Downloads failing to include all files in the archive

I’ve been trying to download the GBIF data for NMNH Extant Specimen Records (USNM, US). Each time I try I get a (large) DwCA file that only has the occurrences data, the other files mentioned in metadata.xml are missing (multimedia.txt and verbatim.txt). I’m especially after the multimedia file. Here’s a link to an example download Download.

What am I doing wrong?

Hey @rdmpage ,

Sorry to hear that your are unable to access the data you asked for.

Any particular reason you are using the GBIF interpreted data, instead of the original data provided by the USNM themselves?

-jorrit

@jhpoelen Several reasons:

  • GBIF download speeds are often faster than original providers (once GBIF has created the download)
  • Original providers are often offline
  • I want the GBIF occurrence ids

Turns out the missing file problem also affects data from the Missouri Botanical Garden. I’ve managed to get data from both sources, and occurrence data from GBIF.

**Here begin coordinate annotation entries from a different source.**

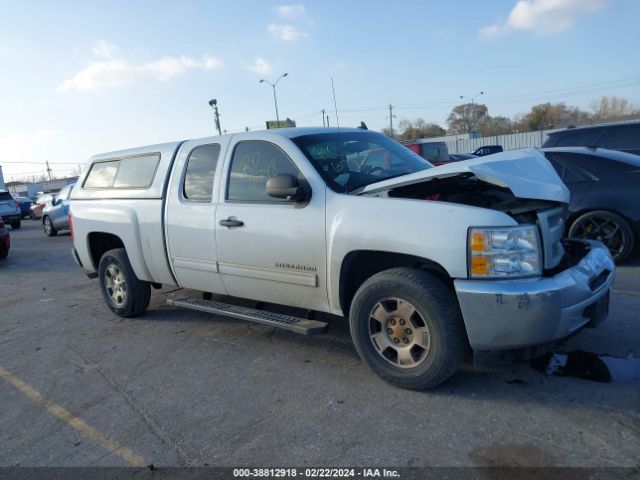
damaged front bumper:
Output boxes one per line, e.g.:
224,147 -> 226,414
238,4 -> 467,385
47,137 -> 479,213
454,242 -> 615,363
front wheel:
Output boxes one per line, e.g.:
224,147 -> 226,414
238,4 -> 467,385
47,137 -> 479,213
349,268 -> 468,390
569,210 -> 635,262
42,217 -> 58,237
98,248 -> 151,317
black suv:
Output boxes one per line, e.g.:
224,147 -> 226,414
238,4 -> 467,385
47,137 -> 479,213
471,145 -> 504,157
542,121 -> 640,155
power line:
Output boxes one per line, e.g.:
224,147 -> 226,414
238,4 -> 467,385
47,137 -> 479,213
0,160 -> 78,165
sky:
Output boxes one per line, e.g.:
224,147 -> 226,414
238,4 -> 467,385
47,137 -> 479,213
0,0 -> 640,181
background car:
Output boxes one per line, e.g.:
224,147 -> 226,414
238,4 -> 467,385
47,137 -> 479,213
471,145 -> 504,157
14,197 -> 33,218
31,193 -> 54,220
449,153 -> 476,162
0,190 -> 22,229
42,184 -> 75,237
0,217 -> 11,259
543,147 -> 640,262
542,122 -> 640,155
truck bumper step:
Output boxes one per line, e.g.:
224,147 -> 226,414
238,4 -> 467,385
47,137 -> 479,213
167,297 -> 328,335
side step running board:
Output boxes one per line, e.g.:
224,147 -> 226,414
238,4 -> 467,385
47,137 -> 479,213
167,297 -> 327,335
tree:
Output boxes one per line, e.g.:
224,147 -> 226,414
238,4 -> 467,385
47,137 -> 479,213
480,115 -> 515,137
518,102 -> 591,132
398,118 -> 447,140
447,103 -> 489,134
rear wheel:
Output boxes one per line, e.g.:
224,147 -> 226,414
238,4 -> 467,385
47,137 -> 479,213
98,248 -> 151,317
569,210 -> 635,262
42,217 -> 58,237
349,268 -> 468,390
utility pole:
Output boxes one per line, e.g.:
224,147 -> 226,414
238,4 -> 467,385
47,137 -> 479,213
258,73 -> 289,124
209,98 -> 222,135
389,104 -> 393,138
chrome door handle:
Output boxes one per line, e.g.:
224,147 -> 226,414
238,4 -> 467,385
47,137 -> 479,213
220,217 -> 244,228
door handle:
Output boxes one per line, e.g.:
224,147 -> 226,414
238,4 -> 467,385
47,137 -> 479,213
220,217 -> 244,228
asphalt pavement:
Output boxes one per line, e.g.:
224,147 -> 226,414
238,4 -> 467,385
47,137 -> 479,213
0,220 -> 640,467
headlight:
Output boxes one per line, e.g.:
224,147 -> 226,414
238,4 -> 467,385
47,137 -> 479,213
468,225 -> 542,278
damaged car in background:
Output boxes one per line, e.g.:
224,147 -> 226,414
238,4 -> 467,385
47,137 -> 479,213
70,128 -> 615,389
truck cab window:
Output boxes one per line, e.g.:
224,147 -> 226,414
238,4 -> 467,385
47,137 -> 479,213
227,140 -> 302,203
182,143 -> 220,203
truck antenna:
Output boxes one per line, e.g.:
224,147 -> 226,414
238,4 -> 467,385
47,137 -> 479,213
331,77 -> 340,130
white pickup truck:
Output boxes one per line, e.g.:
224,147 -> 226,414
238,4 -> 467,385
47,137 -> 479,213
69,128 -> 614,389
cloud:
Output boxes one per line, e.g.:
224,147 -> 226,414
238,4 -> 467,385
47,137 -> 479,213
267,23 -> 308,42
58,56 -> 222,92
478,0 -> 609,37
276,3 -> 307,18
242,57 -> 273,75
0,128 -> 69,178
91,40 -> 119,58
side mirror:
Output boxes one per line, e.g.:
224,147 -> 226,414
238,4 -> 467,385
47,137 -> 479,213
267,175 -> 308,202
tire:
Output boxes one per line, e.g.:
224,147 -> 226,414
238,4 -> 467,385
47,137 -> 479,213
98,248 -> 151,317
568,210 -> 635,263
42,216 -> 58,237
349,268 -> 469,390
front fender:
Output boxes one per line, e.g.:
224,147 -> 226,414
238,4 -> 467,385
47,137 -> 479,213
327,194 -> 517,314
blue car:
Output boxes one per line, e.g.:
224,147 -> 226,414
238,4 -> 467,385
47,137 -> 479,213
42,183 -> 75,237
14,197 -> 33,218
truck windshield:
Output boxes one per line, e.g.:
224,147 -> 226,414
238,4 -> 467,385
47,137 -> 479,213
291,131 -> 432,193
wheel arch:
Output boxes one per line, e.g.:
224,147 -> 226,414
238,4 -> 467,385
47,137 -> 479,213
564,207 -> 640,245
338,250 -> 453,317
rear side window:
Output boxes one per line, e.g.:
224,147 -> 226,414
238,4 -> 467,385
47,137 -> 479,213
83,160 -> 120,188
182,143 -> 220,202
227,140 -> 301,203
83,153 -> 160,188
605,125 -> 640,150
422,144 -> 448,163
554,130 -> 601,147
113,154 -> 160,188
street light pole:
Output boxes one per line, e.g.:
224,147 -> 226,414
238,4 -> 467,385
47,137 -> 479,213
460,91 -> 484,105
258,73 -> 289,125
209,98 -> 222,135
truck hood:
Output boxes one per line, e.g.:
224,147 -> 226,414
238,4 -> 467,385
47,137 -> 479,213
357,148 -> 571,203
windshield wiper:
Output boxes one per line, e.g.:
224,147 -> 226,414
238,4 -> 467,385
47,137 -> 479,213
346,170 -> 420,195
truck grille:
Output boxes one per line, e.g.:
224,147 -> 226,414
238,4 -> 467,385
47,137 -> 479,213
538,207 -> 564,269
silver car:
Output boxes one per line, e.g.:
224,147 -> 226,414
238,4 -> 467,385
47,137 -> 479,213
42,184 -> 75,237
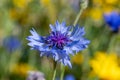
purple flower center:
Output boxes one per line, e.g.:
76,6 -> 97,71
47,31 -> 70,49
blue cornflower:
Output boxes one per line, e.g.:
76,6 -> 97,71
3,36 -> 21,52
64,74 -> 75,80
27,21 -> 90,67
104,11 -> 120,32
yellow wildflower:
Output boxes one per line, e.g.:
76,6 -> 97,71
10,63 -> 33,76
72,54 -> 83,64
90,8 -> 102,21
105,0 -> 118,4
90,52 -> 120,80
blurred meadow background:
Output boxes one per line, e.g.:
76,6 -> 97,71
0,0 -> 120,80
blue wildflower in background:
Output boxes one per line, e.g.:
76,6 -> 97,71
27,21 -> 90,67
104,11 -> 120,32
3,36 -> 21,53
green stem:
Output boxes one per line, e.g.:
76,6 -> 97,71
52,62 -> 57,80
73,8 -> 84,26
60,64 -> 65,80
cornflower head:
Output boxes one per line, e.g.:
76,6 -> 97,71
104,11 -> 120,32
3,36 -> 21,53
27,21 -> 90,67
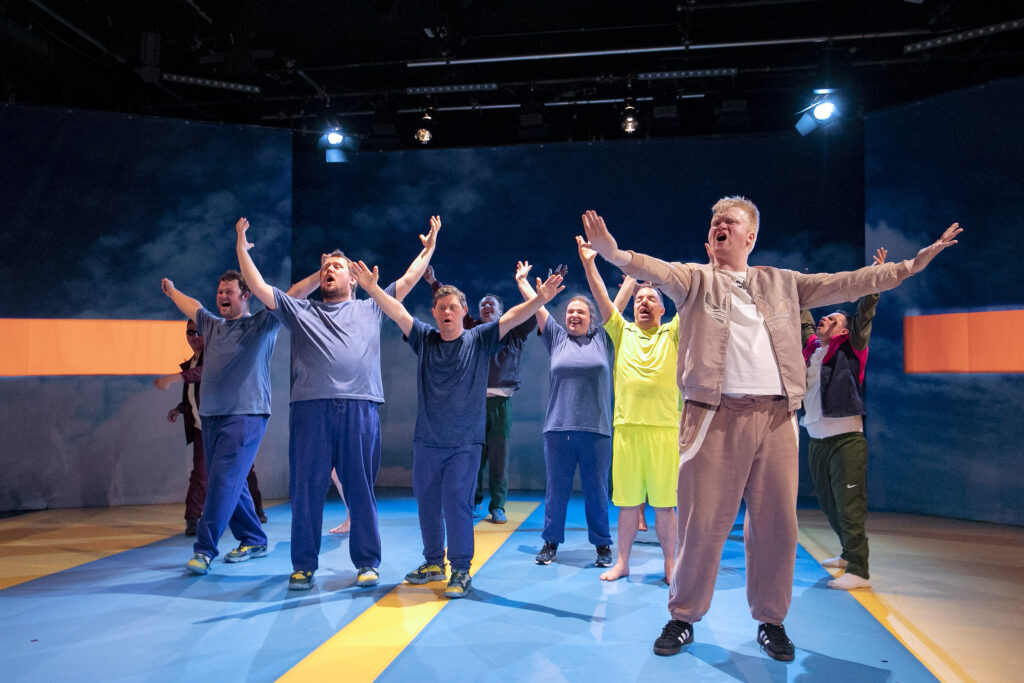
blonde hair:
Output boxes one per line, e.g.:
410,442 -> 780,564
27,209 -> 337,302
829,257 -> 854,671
711,195 -> 761,251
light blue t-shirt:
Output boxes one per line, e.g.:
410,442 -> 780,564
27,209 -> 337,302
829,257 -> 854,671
196,307 -> 281,417
272,283 -> 395,403
543,315 -> 615,436
409,317 -> 503,446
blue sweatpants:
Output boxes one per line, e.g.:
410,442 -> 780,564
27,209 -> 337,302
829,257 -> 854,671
411,442 -> 480,571
193,415 -> 267,559
288,398 -> 381,571
541,431 -> 611,546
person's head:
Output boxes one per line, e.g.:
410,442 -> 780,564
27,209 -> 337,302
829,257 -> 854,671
565,296 -> 599,337
185,321 -> 203,353
479,294 -> 505,323
633,285 -> 665,330
815,310 -> 850,344
217,270 -> 252,321
430,285 -> 469,341
321,249 -> 355,301
708,197 -> 761,266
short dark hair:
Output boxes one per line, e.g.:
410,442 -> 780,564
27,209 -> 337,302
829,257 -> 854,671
217,270 -> 249,294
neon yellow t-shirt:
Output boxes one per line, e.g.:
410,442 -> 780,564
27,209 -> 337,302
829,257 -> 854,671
604,311 -> 683,428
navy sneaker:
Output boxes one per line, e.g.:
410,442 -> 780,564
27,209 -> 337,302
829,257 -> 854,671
758,624 -> 796,661
654,618 -> 693,656
537,541 -> 558,564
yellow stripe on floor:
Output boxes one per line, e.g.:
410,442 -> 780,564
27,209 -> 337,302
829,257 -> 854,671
799,528 -> 974,681
278,501 -> 540,683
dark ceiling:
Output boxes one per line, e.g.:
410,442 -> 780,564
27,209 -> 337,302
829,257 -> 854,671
0,0 -> 1024,148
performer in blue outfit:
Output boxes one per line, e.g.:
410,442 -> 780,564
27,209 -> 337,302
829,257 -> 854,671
346,255 -> 563,598
236,216 -> 441,590
161,270 -> 281,574
516,253 -> 635,567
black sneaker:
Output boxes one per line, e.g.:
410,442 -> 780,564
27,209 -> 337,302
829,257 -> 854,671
537,541 -> 558,564
758,624 -> 796,661
654,618 -> 693,655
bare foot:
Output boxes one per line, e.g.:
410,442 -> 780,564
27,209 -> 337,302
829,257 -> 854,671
601,562 -> 630,581
828,573 -> 871,591
821,555 -> 846,569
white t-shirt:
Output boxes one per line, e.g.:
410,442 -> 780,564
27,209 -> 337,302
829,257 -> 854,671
800,344 -> 864,438
722,270 -> 785,396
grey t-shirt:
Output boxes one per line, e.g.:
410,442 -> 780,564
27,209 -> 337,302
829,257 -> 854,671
273,283 -> 395,403
196,307 -> 281,417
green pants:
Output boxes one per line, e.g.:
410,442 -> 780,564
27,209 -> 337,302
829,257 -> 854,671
473,396 -> 512,512
807,432 -> 870,579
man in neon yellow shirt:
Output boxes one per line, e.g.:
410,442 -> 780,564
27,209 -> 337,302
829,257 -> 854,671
577,238 -> 682,582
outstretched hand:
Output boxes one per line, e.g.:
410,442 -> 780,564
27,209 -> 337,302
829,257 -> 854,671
910,223 -> 964,273
577,236 -> 597,265
583,211 -> 618,258
420,216 -> 441,250
348,255 -> 380,290
234,216 -> 256,251
537,273 -> 565,303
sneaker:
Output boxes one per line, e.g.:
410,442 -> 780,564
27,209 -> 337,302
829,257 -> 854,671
406,562 -> 446,584
654,618 -> 693,656
185,553 -> 210,574
758,624 -> 795,661
288,569 -> 313,591
444,569 -> 473,598
224,543 -> 266,562
355,567 -> 381,588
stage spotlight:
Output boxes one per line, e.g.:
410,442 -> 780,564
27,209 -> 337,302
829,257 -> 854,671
413,110 -> 435,144
622,99 -> 640,135
797,88 -> 840,135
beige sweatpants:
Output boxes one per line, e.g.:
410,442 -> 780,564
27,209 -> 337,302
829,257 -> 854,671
669,396 -> 798,624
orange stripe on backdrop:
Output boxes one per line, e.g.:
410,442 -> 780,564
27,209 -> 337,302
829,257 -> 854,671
0,318 -> 191,377
903,310 -> 1024,373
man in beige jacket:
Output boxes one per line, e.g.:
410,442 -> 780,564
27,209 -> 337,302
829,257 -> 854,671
583,197 -> 961,661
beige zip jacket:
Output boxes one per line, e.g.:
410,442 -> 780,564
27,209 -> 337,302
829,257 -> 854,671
622,252 -> 911,411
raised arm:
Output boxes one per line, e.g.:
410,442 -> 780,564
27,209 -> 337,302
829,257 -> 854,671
286,266 -> 325,299
160,278 -> 203,323
515,261 -> 549,330
348,261 -> 413,337
498,272 -> 565,339
577,234 -> 625,323
611,275 -> 637,313
234,216 -> 278,310
394,216 -> 441,301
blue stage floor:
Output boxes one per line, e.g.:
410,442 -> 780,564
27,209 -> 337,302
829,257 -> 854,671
0,498 -> 935,683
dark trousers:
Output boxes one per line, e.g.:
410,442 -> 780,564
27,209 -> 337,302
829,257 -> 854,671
288,398 -> 381,571
807,432 -> 870,579
541,431 -> 611,546
413,441 -> 480,571
473,396 -> 512,512
185,429 -> 263,521
193,415 -> 267,559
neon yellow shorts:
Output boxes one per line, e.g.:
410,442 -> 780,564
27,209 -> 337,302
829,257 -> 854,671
611,425 -> 679,508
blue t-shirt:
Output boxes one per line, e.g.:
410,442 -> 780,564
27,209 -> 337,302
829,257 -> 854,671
409,317 -> 502,446
196,307 -> 281,417
543,315 -> 615,436
272,283 -> 395,403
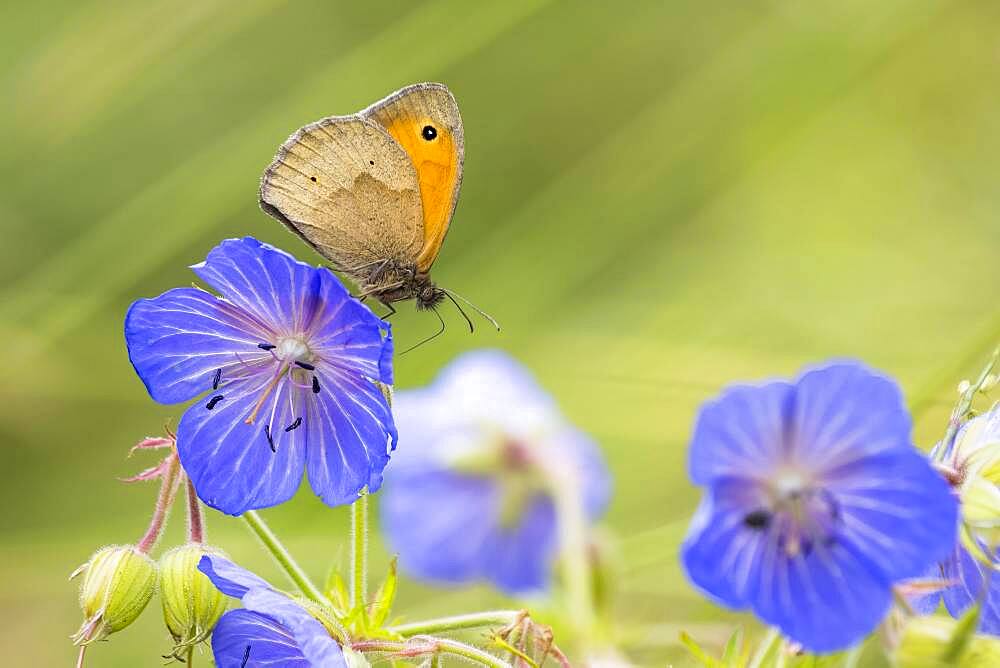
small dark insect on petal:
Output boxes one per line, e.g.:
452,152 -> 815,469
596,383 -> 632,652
743,510 -> 771,529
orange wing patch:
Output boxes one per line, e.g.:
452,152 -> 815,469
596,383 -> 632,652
385,117 -> 460,272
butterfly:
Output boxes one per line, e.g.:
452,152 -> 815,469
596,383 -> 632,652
260,83 -> 499,336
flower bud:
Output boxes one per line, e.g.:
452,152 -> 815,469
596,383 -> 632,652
70,545 -> 156,645
160,543 -> 227,653
895,614 -> 1000,668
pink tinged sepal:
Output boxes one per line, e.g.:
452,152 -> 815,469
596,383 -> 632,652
118,434 -> 177,483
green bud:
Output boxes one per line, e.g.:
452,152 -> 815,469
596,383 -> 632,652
70,545 -> 156,645
895,608 -> 1000,668
160,543 -> 228,654
293,596 -> 350,644
341,646 -> 372,668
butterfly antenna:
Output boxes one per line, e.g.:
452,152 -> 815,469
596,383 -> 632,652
399,308 -> 444,355
441,288 -> 500,332
444,292 -> 476,334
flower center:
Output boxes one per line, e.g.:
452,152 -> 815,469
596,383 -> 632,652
274,336 -> 313,364
743,471 -> 840,557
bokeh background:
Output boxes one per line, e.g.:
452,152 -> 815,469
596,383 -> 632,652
0,0 -> 1000,666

In case you are wondering, I’m getting this data to make a mapping between “barcodes” often used to identify plant specimens (e.g., “BM000944668”), and the corresponding records in GBIF (and, by extension, the original data providers). Turns out this is a lot harder than it should be because data providers often fail to provide the barcodes, or put them in bizarre places in the data (e.g., media file names). We are some way away from having citable plant specimens,

Thanks for clarifying the context of your request.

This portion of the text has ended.